Since its introduction in the 2018/19 financial year, the schools national funding formula (NFF) has distributed funding for mainstream schools in England fairly between local authorities. This is based on the individual needs and characteristics of schools and pupils. Local authorities then distribute that funding among their respective schools, using their own formulae.

Following last year’s ‘Fair school funding for all’ consultation, the department is moving to a direct funding formula for schools. The formula will complete the reforms to school funding which started when the NFF was introduced. A direct NFF will mean that the department determines funding allocations for individual schools without substantial local adjustment, on the basis of a single, consistent formula for the whole country.

Many local authorities have already moved their local formula to follow the NFF more closely. 105 out of 150 local authorities in England moved all of the values used in their local formulae closer to the NFF between the 2018/19 and 2021/22 financial years, or kept them within 1% of NFF values after allowing for the area cost adjustment. 73 local authorities are now mirroring the NFF funding factors almost exactly.

The department will start the process of transitioning fully to the direct NFF in the 2023/24 financial year by requiring that local authorities use all, and only, NFF factors in their local formulae. Local formulae factor values should move at least 10% closer to the NFF.

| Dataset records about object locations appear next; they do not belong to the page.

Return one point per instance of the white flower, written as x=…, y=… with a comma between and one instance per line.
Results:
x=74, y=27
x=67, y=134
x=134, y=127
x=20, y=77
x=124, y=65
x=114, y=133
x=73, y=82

The department is not setting a definitive end date at which the direct NFF will be implemented. It will be important to continue to be guided by the impact of the initial transition towards the direct NFF, before deciding on the further pace of change. However, to give a sense of the likely timescales to inform schools’ and local authorities’ planning, the department is setting out that it expects to have moved to the direct NFF within the next five financial years, or by the 2027/28 funding year.

The department hopes that it will move to the direct NFF sooner than this. As we move to the direct NFF, individual schools’ budgets will continue to be protected, so that they do not suffer an excessive year-on-year reduction.